Exportadores do país vizinho só vendem quando o câmbio é muito favorável; no Brasil, pão deve subir 15%

Trigo vira reserva de dólar da Argentina

ADRIANA MATTOS
DA REPORTAGEM LOCAL

A crise argentina transformou o trigo em reserva de valor no país vizinho e quem pagará essa conta será o consumidor brasileiro. Os produtores argentinos querem fechar contratos volumosos de venda do trigo (cotado em dólar) nos períodos em que a desvalorização do peso dispara. Com isso, conseguem trocar os dólares recebidos por uma maior quantidade de pesos. Os moinhos brasileiros, que compram o produto, estão revoltados e travam hoje uma queda-de-braço com os argentinos.
A situação chegou a tal ponto que grupos do setor alimentício decidiram comprar trigo da Polônia, mais barato, segundo a Folha apurou. O produto entra neste mês no país se conseguir autorização fitossanitária. A Polônia não é um tradicional produtor de trigo. Com isso, tenta-se reduzir a dependência da Argentina.

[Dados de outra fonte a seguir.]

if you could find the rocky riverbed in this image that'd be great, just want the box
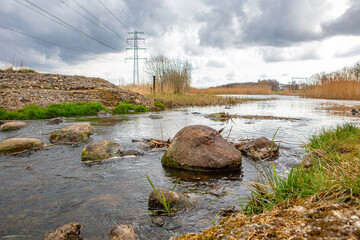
[0,72,152,111]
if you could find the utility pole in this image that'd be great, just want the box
[126,31,146,85]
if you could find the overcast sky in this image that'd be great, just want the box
[1,0,359,87]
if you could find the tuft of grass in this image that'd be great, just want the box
[0,67,37,74]
[112,101,149,114]
[0,102,108,120]
[242,123,360,215]
[147,176,180,215]
[152,101,166,110]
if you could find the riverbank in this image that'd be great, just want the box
[176,123,360,239]
[0,72,152,111]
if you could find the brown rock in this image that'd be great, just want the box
[162,125,242,171]
[81,140,123,161]
[0,121,28,131]
[301,149,327,168]
[239,137,279,160]
[49,123,94,144]
[0,138,46,154]
[148,189,195,211]
[110,224,137,240]
[42,222,81,240]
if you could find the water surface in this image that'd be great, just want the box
[1,95,359,239]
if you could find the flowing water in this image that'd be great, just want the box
[1,95,360,239]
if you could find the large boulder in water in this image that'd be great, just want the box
[49,123,94,144]
[81,140,123,161]
[239,137,279,160]
[0,138,46,154]
[162,125,242,171]
[42,222,81,240]
[0,121,28,131]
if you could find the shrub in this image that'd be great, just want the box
[113,101,149,114]
[152,101,166,110]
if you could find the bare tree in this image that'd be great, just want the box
[145,54,192,93]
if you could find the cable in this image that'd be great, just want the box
[56,0,124,41]
[71,0,125,41]
[0,24,119,62]
[97,0,130,31]
[14,0,119,51]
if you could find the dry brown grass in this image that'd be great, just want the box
[300,80,360,100]
[190,86,272,95]
[122,84,273,95]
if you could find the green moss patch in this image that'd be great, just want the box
[0,102,108,120]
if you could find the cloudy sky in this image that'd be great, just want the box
[1,0,359,87]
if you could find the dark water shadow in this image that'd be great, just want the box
[162,165,243,182]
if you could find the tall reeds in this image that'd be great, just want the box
[301,80,360,100]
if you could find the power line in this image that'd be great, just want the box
[71,0,125,41]
[126,31,146,85]
[0,24,119,62]
[56,0,124,41]
[14,0,119,51]
[97,0,130,31]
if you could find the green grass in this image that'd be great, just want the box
[113,101,149,114]
[242,123,360,215]
[152,101,166,110]
[0,102,108,120]
[147,176,180,215]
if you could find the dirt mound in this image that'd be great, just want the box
[0,72,152,111]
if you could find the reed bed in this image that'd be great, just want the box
[301,80,360,100]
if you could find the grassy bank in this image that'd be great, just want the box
[0,102,108,120]
[176,123,360,239]
[149,94,258,107]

A operação de venda e compra tem sido feita da seguinte forma: os moinhos no Brasil recebem o produto e pagam em dólares no momento da entrega. Há casos em que o pagamento ocorre dentro de até 90 dias. No primeiro caso, os argentinos são pagos no ato e podem trocar as notas por pesos. Se a operação for fechada numa semana em que o peso sofreu forte desvalorização, eles saem ganhando: o produtor pode trocar seus dólares por mais pesos.
E eles precisam de pesos, urgentemente. Em abril, o governo da Argentina determinou que o valor da dívida das empresas em dólar seria transformado em pesos sem qualquer correção. Haverá uma atualização dessas dívidas em agosto. Os produtores têm dívidas de US$ 3,05 bilhões.

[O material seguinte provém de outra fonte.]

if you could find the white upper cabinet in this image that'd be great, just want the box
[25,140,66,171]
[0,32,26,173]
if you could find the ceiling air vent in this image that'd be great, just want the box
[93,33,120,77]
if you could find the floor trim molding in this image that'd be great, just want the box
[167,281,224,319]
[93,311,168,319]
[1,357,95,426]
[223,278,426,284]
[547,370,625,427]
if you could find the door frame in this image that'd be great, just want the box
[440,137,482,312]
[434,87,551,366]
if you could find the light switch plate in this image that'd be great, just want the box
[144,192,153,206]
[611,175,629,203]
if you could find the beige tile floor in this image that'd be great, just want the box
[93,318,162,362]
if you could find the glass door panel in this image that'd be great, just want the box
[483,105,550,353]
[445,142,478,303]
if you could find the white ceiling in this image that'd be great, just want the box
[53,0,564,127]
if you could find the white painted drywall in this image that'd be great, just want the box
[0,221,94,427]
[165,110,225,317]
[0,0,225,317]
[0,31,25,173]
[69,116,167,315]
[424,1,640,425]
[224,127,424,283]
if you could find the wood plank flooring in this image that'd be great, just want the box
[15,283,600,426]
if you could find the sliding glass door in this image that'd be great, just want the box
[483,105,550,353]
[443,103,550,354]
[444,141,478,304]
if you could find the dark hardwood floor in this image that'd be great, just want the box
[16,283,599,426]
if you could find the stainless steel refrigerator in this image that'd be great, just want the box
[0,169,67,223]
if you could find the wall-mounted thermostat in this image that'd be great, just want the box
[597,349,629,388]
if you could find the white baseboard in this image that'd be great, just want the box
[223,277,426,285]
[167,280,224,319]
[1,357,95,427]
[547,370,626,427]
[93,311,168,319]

"O trigo se tornou reserva de valor para eles, Não imaginei que chegasse a esse ponto", diz Lawrence Pih, presidente do Moinho Pacífico, que responde por 20% do abastecimento de trigo consumido em São Paulo. "A saída é comprar dos EUA", diz.
"Não adianta conversar. O argentino só vende o produto quando sentir segurança de que a troca será interessante para ele. O produto virou um ativo em dólares para o país vizinho", afirma Edson Cisipai, do Moinho Santista, da empresa de alimentos Santista.
Quem vai pagar a conta dessa especulação, dizem eles, será o brasileiro. Há falta de trigo no mercado internacional e o preço disparou. No começo do ano, a tonelada estava em US$ 110. Hoje, ultrapassa os US$ 160. O produto argentino que chega hoje ao porto de Santos custa aos moinhos US$ 177 (incluído o frete).
Como ocorreu forte desvalorização do real nas últimas semanas, os moinhos precisam de mais reais para pagar a compra. E esse custo será repassado. "O preço subiu muito e isso não será absorvido. Acreditamos que haverá um aumento de 15% no preço do pão", diz Antonio Carlos Henriques, presidente do sindicato das padarias no ABC paulista. Os moinhos acreditam que esse reajuste chegará ao consumidor dentro de 30 dias.